2.4.4. De rechtbank ziet aanleiding verweerder met toepassing van artikel 8:75, eerste lid, van de Awb te veroordelen in de kosten die eiser in verband met de behandeling van het beroep redelijkerwijs heeft moeten maken. Op 1 oktober 2009 is in werking getreden het Besluit houdende aanpassing van de bijlage bij het Besluit proceskosten bestuursrecht (hierna: Bpb) in verband met de indexering van bedragen in die bijlage. Artikel II van het Besluit bepaalt dat ten aanzien van bezwaar of beroep dat vóór de datum van inwerkingtreding van dit besluit is ingesteld, de bijlage bij het Bpb van toepassing blijft zoals die luidde vóór de inwerkingtreding van dit besluit. Met inachtneming hiervan zijn de kosten in verband met de door een derde beroepsmatig verleende rechtsbijstand op grond van het Bpb vastgesteld op € 805 (1 punt voor het beroepschrift, 1 punt voor het verschijnen ter zitting van 1 december 2008 en 0,5 punt voor het verschijnen ter nadere zitting van 3 februari 2009, met een waarde per punt van € 322 en wegingsfactor 1). De rechtbank is niet gebleken dat eiser in beroep nog andere kosten heeft moeten maken die op grond van het Bpb voor vergoeding in aanmerking komen. Voor het verschijnen ter nadere zitting van 16 februari 2010 wordt geen vergoeding toegekend, omdat deze zitting uitsluitend is gehouden omdat eiser de rechtbank toestemming heeft geweigerd om zonder nadere zitting uitspraak te doen op zijn beroep, terwijl namens hem ter zitting van 16 februari 2010 niets wezenlijks is toegevoegd aan de reeds aangevoerde beroepsgronden.

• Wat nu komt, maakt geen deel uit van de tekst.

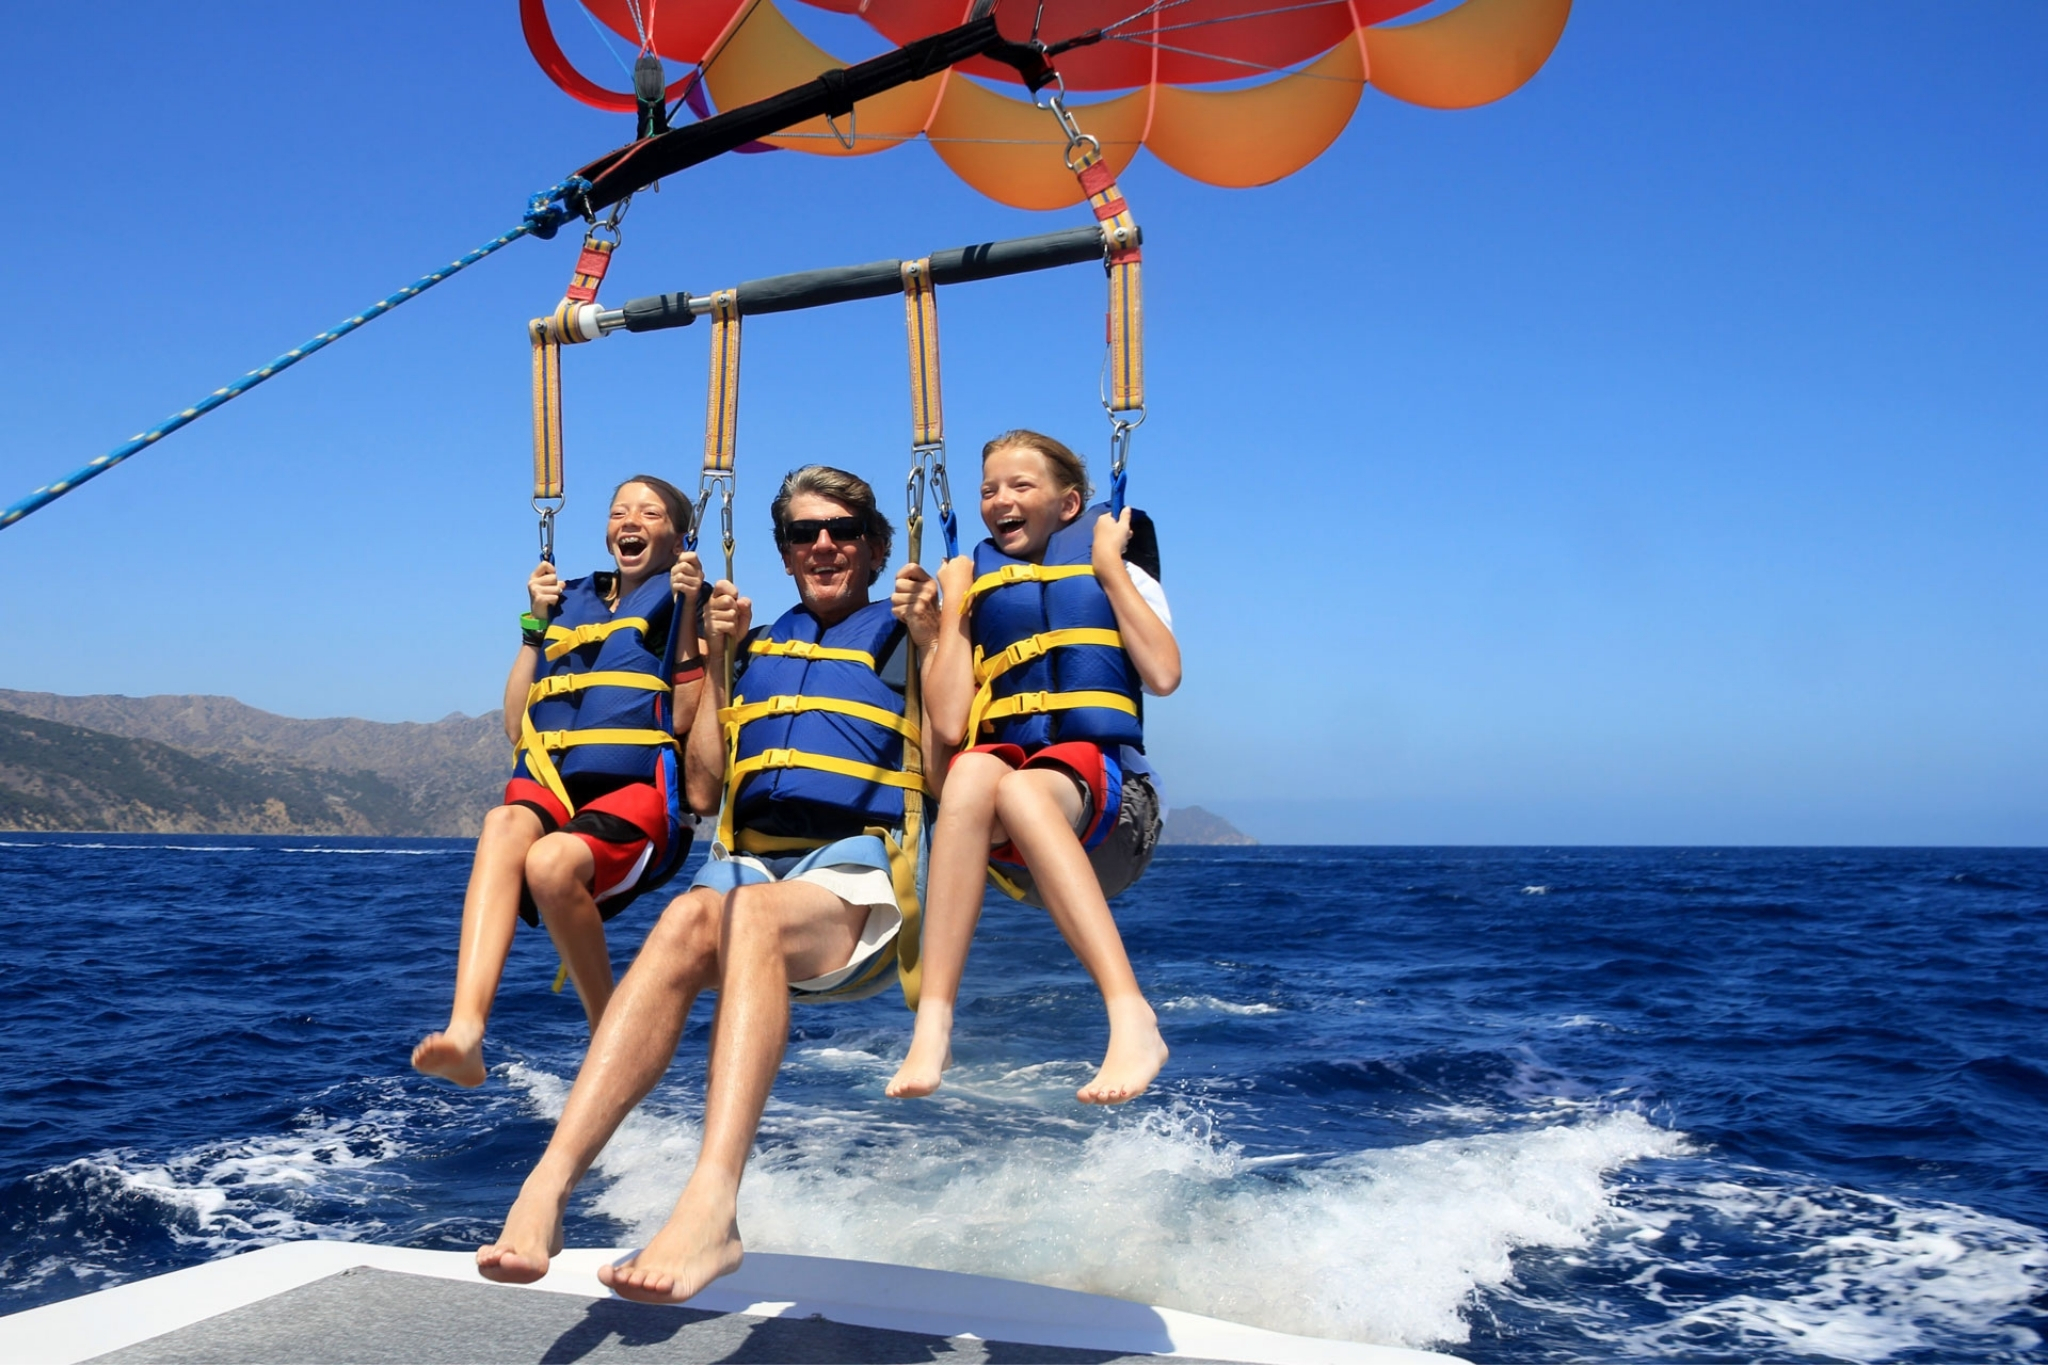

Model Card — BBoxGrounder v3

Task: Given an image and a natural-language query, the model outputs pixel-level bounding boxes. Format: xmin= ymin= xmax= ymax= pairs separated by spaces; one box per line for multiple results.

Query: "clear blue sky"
xmin=2 ymin=4 xmax=2042 ymax=844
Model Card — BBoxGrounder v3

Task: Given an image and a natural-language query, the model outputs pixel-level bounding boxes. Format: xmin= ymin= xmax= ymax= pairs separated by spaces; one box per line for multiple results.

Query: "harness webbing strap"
xmin=730 ymin=749 xmax=926 ymax=790
xmin=748 ymin=638 xmax=878 ymax=668
xmin=720 ymin=695 xmax=921 ymax=743
xmin=1076 ymin=158 xmax=1143 ymax=415
xmin=960 ymin=562 xmax=1096 ymax=613
xmin=514 ymin=713 xmax=676 ymax=818
xmin=529 ymin=318 xmax=564 ymax=502
xmin=902 ymin=259 xmax=943 ymax=449
xmin=972 ymin=627 xmax=1125 ymax=687
xmin=564 ymin=236 xmax=616 ymax=304
xmin=703 ymin=290 xmax=741 ymax=476
xmin=970 ymin=688 xmax=1140 ymax=740
xmin=543 ymin=617 xmax=652 ymax=662
xmin=526 ymin=669 xmax=671 ymax=703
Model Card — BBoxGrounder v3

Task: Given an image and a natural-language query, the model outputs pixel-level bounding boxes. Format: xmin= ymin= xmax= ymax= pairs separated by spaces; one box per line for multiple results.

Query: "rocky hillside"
xmin=1160 ymin=805 xmax=1257 ymax=846
xmin=0 ymin=691 xmax=510 ymax=836
xmin=0 ymin=710 xmax=450 ymax=835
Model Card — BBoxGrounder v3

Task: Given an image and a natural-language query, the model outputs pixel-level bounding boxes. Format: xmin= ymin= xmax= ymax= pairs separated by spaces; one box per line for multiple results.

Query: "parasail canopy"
xmin=526 ymin=0 xmax=1572 ymax=209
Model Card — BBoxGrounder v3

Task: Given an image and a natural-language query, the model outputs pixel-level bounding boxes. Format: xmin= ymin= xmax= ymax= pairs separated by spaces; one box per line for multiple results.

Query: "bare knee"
xmin=993 ymin=768 xmax=1064 ymax=826
xmin=480 ymin=802 xmax=540 ymax=850
xmin=643 ymin=888 xmax=721 ymax=987
xmin=524 ymin=833 xmax=591 ymax=909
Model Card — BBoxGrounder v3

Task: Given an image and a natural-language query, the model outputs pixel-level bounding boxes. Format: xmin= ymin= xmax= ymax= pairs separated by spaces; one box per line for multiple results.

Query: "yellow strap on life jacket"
xmin=720 ymin=694 xmax=920 ymax=743
xmin=960 ymin=562 xmax=1095 ymax=615
xmin=526 ymin=670 xmax=671 ymax=705
xmin=747 ymin=638 xmax=878 ymax=668
xmin=971 ymin=627 xmax=1124 ymax=688
xmin=514 ymin=717 xmax=677 ymax=819
xmin=967 ymin=688 xmax=1139 ymax=743
xmin=543 ymin=617 xmax=651 ymax=663
xmin=728 ymin=748 xmax=925 ymax=791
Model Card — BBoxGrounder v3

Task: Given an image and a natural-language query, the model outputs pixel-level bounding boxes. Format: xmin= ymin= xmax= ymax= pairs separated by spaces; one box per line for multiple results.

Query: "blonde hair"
xmin=982 ymin=429 xmax=1093 ymax=507
xmin=770 ymin=464 xmax=895 ymax=581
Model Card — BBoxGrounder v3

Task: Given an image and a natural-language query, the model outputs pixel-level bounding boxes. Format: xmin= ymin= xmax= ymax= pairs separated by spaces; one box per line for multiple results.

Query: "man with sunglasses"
xmin=477 ymin=464 xmax=940 ymax=1304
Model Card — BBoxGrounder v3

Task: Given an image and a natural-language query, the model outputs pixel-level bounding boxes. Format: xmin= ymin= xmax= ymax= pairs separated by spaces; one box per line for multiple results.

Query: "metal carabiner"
xmin=533 ymin=498 xmax=563 ymax=566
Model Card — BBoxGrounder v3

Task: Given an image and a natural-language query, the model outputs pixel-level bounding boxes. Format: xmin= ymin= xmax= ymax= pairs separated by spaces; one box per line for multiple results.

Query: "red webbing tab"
xmin=1076 ymin=160 xmax=1117 ymax=198
xmin=564 ymin=237 xmax=615 ymax=304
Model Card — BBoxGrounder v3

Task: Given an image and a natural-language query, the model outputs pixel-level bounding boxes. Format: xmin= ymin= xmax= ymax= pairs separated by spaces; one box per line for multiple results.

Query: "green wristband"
xmin=520 ymin=613 xmax=547 ymax=634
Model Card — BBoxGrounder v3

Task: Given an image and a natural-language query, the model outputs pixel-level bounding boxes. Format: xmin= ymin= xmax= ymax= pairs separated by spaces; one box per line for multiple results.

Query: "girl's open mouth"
xmin=617 ymin=534 xmax=648 ymax=556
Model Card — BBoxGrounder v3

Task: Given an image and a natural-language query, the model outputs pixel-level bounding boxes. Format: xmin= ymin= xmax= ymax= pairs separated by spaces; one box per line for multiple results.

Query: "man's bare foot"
xmin=597 ymin=1184 xmax=744 ymax=1304
xmin=1077 ymin=1000 xmax=1168 ymax=1105
xmin=476 ymin=1180 xmax=567 ymax=1284
xmin=885 ymin=1009 xmax=954 ymax=1098
xmin=412 ymin=1025 xmax=486 ymax=1088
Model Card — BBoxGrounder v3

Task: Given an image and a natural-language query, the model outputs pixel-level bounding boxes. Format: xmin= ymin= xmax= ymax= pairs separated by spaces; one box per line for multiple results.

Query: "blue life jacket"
xmin=718 ymin=599 xmax=921 ymax=851
xmin=965 ymin=504 xmax=1144 ymax=752
xmin=514 ymin=571 xmax=680 ymax=813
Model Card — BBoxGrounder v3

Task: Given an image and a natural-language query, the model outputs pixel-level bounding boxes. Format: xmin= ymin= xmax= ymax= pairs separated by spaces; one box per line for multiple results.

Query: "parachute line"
xmin=571 ymin=0 xmax=640 ymax=83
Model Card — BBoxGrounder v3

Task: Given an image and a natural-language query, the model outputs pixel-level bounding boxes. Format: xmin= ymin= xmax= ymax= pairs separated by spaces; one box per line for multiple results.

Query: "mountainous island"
xmin=0 ymin=691 xmax=1257 ymax=844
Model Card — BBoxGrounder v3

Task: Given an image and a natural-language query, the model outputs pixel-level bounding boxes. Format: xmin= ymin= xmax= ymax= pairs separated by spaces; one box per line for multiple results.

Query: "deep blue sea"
xmin=1 ymin=838 xmax=2043 ymax=1361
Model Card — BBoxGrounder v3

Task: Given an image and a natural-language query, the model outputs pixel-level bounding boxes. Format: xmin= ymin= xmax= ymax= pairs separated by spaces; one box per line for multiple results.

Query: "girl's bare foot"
xmin=885 ymin=1008 xmax=954 ymax=1098
xmin=1077 ymin=999 xmax=1168 ymax=1105
xmin=412 ymin=1024 xmax=486 ymax=1088
xmin=476 ymin=1180 xmax=567 ymax=1284
xmin=597 ymin=1183 xmax=744 ymax=1304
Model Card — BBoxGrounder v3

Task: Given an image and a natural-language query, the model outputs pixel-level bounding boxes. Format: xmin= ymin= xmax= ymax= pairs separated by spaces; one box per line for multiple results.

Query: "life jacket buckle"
xmin=760 ymin=748 xmax=797 ymax=770
xmin=1014 ymin=691 xmax=1052 ymax=715
xmin=768 ymin=694 xmax=801 ymax=716
xmin=1003 ymin=636 xmax=1048 ymax=670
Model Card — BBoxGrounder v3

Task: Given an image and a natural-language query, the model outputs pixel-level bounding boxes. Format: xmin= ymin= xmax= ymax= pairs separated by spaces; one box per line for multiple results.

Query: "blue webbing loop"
xmin=1109 ymin=465 xmax=1128 ymax=520
xmin=1 ymin=178 xmax=593 ymax=534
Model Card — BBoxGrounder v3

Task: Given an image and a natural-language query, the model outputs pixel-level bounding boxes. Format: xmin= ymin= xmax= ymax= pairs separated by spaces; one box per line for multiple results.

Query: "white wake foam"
xmin=513 ymin=1053 xmax=1686 ymax=1350
xmin=1595 ymin=1177 xmax=2048 ymax=1361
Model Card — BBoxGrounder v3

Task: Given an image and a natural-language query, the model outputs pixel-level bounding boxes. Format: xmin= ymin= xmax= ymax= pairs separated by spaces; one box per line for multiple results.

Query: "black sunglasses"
xmin=780 ymin=516 xmax=867 ymax=546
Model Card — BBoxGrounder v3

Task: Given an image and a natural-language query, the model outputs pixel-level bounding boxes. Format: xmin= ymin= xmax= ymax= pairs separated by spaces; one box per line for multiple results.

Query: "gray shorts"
xmin=1001 ymin=771 xmax=1162 ymax=908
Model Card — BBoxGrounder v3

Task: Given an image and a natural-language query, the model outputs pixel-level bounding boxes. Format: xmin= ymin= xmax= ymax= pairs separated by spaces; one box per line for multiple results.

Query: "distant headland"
xmin=0 ymin=691 xmax=1258 ymax=844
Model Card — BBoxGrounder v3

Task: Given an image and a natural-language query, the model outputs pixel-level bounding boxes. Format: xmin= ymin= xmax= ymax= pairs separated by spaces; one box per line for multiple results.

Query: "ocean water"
xmin=0 ymin=839 xmax=2043 ymax=1362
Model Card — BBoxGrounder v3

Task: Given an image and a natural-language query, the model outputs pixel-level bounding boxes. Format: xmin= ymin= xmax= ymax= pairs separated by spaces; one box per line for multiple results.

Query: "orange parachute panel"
xmin=530 ymin=0 xmax=1571 ymax=204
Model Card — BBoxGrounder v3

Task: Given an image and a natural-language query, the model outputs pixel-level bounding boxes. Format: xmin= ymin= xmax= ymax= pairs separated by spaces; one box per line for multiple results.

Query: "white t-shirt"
xmin=1118 ymin=562 xmax=1172 ymax=816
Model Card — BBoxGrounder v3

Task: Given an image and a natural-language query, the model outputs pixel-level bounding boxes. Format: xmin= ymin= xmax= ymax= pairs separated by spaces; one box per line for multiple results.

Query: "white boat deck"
xmin=0 ymin=1242 xmax=1464 ymax=1364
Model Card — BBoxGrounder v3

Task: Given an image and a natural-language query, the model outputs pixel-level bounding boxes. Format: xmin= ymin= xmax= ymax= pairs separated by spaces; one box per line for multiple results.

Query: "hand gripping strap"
xmin=704 ymin=290 xmax=741 ymax=477
xmin=901 ymin=259 xmax=943 ymax=449
xmin=529 ymin=317 xmax=564 ymax=502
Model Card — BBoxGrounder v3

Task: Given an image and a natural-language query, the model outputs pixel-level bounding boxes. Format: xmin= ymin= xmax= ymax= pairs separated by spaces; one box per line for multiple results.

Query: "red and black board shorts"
xmin=961 ymin=740 xmax=1124 ymax=862
xmin=504 ymin=775 xmax=672 ymax=926
xmin=956 ymin=740 xmax=1160 ymax=906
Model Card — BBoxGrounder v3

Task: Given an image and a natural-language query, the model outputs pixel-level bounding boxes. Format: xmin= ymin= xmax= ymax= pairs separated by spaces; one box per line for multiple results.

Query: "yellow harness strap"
xmin=972 ymin=628 xmax=1124 ymax=688
xmin=526 ymin=670 xmax=671 ymax=704
xmin=720 ymin=694 xmax=920 ymax=742
xmin=960 ymin=563 xmax=1096 ymax=614
xmin=968 ymin=688 xmax=1139 ymax=743
xmin=543 ymin=617 xmax=651 ymax=663
xmin=748 ymin=638 xmax=877 ymax=668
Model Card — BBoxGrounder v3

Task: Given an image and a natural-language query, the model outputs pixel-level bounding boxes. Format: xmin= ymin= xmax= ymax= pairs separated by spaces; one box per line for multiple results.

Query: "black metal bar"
xmin=616 ymin=225 xmax=1128 ymax=334
xmin=573 ymin=15 xmax=1007 ymax=213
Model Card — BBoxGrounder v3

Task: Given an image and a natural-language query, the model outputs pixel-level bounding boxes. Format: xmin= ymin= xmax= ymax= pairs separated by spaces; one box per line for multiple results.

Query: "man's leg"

2.4.5. Gezien het vorenstaande beslist de rechtbank als volgt.
3. Beslissing
De rechtbank 's-Gravenhage:
- verklaart het beroep gegrond;
- vernietigt het bestreden besluit;
- veroordeelt verweerder in de proceskosten die eiser in verband met de behandeling van dit beroep redelijkerwijs heeft moeten maken, welke kosten worden begroot op € 805 ter zake van door een derde beroepsmatig verleende rechtsbijstand, te betalen aan eiser.
Aldus gegeven door mr. B. van Velzen, voorzitter, en mrs. P. Putters en C.J. van der Wilt, leden, en door de voorzitter en mr. M.J.F.J. van Beek, griffier, ondertekend.